The ambivalence of successive governments and political parties, especially the Tories, in the period from joining in 1973 has ensured a less than serious commitment to the purpose, progress and potential of this great European project. It now seems paradoxical and somewhat disingenuous to blame all the ills on the EU when Britain and the other 27 countries control the whole operation The perceived problems and weaknesses of the EU are more to do with a detached and uninterested Britain than the institution itself or the other member states.

EU “opt outs” are rarely talked about by the euro sceptics. Opt outs allow nation states to withdraw from legislation, treaties and certain policy areas. Britain has more opt outs that any other country in the EU covering the adoption of the euro and economic and monetary union, the area of freedom and justice, the Schengen border arrangements and the lesser known Charter of Fundamental rights which protects citizens and workers in the other member states.

David Cameron’s current reforms, with the exception of restricting access to in-work and out-of-work benefits which would drive a coach and horses through the four key principles of the Single market, merely continue the Tory assault on the EU. The issues of economic governance, sovereignty and competitiveness are minor and present no problems to the EU. This has nothing to do with the weaknesses in Britain’s relationship with the EU. None of the previous opt outs were put to a referendum, including our opt outs from EMU and the Euro. So what has changed? Why are we having a referendum to approve, with one exception, minor reforms?

The EU has also led the way in environmental legislation, the protection of employees in the workplace, social rights, human rights and benefits and policies for the family. These measures are viewed by the political right as regulation, bureaucracy and interfering with the market. The EU has protected workers and citizens in periods of Tory government. Again the political right don’t like this. Tory objections are political, not constitutional or democratic.

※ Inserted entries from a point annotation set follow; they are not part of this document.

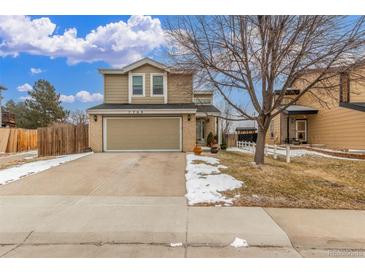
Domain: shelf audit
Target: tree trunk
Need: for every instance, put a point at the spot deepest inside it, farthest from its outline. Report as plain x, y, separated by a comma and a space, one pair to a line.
260, 146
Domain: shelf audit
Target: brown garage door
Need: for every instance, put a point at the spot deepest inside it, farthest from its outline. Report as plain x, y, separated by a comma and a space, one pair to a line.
138, 134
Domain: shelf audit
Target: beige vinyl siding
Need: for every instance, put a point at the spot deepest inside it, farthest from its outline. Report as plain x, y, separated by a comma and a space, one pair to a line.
148, 98
115, 88
152, 133
180, 88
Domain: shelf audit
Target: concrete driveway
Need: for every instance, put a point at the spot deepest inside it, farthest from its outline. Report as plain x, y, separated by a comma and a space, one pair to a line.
108, 174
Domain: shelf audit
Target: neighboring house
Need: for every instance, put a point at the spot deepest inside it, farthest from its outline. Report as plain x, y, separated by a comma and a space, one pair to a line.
149, 106
335, 119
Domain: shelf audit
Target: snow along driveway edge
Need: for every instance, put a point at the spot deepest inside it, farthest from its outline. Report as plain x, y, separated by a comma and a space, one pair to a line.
15, 173
204, 181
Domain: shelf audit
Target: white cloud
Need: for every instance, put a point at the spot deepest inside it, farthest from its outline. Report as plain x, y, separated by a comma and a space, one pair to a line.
35, 70
67, 98
23, 98
24, 88
117, 43
82, 96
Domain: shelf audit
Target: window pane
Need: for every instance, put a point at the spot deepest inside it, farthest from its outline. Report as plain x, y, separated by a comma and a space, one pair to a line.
301, 126
137, 85
137, 80
157, 85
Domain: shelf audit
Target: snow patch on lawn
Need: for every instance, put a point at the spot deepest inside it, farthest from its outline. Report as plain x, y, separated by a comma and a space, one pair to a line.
204, 181
238, 242
15, 173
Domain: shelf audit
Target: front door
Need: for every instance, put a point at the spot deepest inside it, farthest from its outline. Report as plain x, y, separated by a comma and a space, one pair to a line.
200, 130
301, 130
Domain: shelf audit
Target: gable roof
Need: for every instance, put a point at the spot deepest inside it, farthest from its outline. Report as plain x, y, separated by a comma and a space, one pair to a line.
139, 63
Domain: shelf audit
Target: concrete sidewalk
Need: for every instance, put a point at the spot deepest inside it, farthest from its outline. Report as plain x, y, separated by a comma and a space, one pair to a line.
110, 226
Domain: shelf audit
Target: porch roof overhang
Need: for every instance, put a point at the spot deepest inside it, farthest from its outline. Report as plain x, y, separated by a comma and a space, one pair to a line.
298, 109
143, 109
360, 106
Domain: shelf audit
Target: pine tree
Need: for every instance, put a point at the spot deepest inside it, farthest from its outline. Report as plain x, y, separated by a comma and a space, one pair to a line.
44, 106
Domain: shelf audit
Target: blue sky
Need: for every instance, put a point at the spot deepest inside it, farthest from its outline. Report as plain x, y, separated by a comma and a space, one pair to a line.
68, 50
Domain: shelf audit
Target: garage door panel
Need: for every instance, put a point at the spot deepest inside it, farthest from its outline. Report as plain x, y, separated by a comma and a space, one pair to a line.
143, 133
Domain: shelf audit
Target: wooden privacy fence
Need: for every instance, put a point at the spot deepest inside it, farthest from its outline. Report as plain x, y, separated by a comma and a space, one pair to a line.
17, 139
62, 139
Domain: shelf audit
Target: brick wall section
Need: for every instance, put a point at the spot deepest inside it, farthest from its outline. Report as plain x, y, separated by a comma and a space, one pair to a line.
96, 133
188, 132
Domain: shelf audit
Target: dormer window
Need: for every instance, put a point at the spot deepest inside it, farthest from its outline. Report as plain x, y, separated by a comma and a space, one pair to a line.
138, 85
157, 84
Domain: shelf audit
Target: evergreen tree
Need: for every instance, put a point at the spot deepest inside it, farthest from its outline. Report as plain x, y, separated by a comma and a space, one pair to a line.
44, 106
19, 110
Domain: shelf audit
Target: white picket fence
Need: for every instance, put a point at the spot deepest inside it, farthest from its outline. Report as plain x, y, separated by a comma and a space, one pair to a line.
269, 149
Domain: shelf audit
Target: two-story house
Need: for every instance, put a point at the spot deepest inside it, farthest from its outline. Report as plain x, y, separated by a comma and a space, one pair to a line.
334, 118
149, 106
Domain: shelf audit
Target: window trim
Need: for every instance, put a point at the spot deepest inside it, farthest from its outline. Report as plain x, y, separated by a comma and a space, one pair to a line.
164, 76
131, 84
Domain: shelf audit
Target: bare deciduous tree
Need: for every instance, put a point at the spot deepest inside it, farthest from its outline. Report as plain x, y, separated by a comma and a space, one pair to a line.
260, 54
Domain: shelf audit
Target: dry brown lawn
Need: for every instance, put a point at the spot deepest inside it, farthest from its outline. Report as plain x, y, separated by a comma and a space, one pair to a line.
307, 182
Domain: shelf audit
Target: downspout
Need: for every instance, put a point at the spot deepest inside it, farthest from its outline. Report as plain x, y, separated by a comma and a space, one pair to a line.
287, 128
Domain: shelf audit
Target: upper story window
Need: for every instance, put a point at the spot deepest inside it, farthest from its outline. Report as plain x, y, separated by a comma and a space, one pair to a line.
157, 84
138, 85
202, 101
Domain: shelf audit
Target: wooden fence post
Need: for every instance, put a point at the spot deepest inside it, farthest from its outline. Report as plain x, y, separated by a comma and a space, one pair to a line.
275, 155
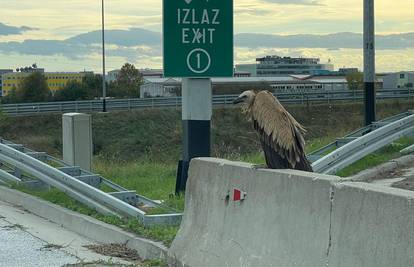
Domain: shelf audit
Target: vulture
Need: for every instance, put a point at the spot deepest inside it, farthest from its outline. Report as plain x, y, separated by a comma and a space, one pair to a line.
281, 136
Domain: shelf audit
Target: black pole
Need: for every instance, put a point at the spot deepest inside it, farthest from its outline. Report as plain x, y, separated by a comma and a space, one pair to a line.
369, 62
103, 60
196, 121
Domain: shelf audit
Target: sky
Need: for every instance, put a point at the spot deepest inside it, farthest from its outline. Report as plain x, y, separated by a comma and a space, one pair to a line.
62, 19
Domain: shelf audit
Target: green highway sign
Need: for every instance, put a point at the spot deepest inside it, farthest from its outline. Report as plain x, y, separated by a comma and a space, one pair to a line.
198, 38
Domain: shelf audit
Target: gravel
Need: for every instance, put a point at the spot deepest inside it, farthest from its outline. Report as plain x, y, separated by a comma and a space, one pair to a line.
19, 249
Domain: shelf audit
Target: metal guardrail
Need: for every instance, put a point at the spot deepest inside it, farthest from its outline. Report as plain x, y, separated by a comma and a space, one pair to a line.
362, 142
24, 166
26, 109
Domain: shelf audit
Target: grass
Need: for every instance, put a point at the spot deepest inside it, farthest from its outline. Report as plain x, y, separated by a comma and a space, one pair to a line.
163, 234
139, 150
378, 157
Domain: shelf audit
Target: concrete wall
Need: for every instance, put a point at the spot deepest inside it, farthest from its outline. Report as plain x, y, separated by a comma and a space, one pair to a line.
290, 218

Britain should be leading in Europe. This is an opportunity for Britain to have a new world view and where we work with our European neighbours. We need to get over much of our history.

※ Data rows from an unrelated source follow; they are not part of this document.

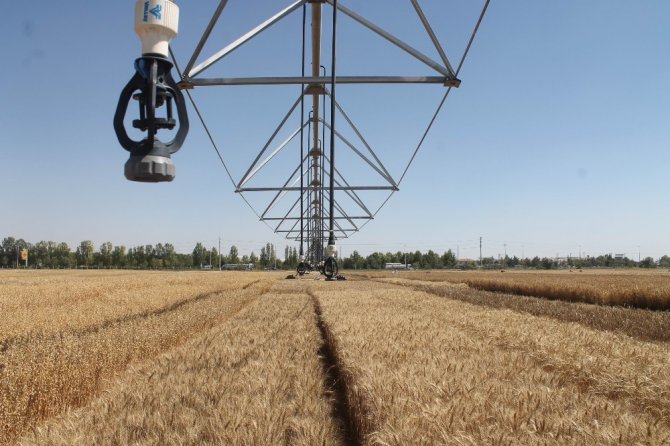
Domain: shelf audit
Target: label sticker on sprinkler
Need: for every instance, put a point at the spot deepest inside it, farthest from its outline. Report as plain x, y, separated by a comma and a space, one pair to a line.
155, 11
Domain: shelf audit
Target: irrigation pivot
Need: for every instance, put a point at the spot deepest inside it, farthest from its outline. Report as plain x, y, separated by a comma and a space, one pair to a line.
327, 206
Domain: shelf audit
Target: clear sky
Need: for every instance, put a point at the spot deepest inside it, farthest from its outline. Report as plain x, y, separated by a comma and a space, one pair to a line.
558, 139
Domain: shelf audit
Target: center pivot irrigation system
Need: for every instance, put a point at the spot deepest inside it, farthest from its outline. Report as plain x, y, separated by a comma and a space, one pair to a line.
316, 215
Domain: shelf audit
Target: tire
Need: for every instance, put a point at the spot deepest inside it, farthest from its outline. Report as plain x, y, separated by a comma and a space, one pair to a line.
330, 268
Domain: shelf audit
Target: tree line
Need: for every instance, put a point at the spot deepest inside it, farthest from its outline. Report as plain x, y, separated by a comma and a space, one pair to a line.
50, 254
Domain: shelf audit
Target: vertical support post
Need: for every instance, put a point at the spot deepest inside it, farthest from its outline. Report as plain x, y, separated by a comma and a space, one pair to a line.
302, 137
331, 235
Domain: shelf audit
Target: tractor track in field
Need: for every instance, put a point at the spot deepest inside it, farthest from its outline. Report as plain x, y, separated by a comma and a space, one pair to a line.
344, 411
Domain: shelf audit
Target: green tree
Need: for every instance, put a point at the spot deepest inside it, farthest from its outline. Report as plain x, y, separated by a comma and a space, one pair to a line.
106, 250
119, 259
449, 259
233, 255
199, 254
63, 256
84, 253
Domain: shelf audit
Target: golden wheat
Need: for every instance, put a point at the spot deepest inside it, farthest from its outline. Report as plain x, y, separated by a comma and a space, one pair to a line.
641, 289
46, 369
255, 364
647, 325
254, 380
429, 370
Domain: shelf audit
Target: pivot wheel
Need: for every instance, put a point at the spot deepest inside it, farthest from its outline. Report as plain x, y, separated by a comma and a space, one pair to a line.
330, 268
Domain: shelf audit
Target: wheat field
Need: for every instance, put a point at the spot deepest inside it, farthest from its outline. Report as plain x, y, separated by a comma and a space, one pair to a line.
251, 358
648, 289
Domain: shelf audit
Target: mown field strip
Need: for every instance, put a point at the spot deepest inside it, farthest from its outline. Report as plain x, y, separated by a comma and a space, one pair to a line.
256, 379
427, 370
646, 325
47, 374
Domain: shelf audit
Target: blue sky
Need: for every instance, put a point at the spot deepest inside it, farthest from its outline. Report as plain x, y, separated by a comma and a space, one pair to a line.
558, 138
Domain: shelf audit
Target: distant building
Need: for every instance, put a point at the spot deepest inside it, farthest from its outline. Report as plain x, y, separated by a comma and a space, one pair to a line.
395, 266
238, 267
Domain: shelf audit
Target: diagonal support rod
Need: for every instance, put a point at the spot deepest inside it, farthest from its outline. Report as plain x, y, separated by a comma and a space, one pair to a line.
205, 36
267, 144
394, 40
245, 38
432, 35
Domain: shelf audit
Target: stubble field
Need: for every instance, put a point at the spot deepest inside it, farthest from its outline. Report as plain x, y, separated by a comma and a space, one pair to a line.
381, 359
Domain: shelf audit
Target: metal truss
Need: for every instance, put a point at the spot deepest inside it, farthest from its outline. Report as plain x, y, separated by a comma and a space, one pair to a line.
312, 211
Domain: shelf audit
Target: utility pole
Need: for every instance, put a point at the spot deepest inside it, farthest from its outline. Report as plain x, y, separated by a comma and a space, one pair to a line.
480, 252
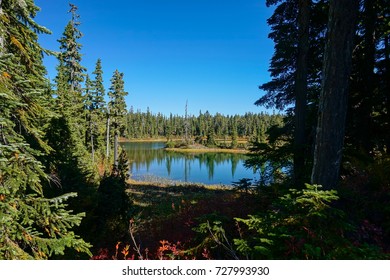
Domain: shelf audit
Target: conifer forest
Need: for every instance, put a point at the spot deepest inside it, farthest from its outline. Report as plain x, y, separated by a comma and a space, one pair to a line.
66, 190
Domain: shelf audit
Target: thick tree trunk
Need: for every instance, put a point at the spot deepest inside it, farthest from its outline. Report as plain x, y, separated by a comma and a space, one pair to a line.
301, 93
333, 99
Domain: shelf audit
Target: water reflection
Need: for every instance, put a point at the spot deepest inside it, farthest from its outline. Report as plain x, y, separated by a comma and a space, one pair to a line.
150, 161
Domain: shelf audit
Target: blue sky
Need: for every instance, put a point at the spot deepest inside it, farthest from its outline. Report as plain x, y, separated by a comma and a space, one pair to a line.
213, 53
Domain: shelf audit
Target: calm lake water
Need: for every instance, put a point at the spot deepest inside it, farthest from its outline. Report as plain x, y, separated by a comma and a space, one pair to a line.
150, 162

Never in the field of political endeavour has so much vitriol been thrown at such a remarkable and successful institution by so many people whose politics and party are considered more important than people and country. The Euro sceptics of Ukip and the political right are dangerous. They have no case for Brexit other than a very plausible con, well rehearsed over the last 40 years. There is an alternative story about the EU but it is not being presented strongly or loudly enough.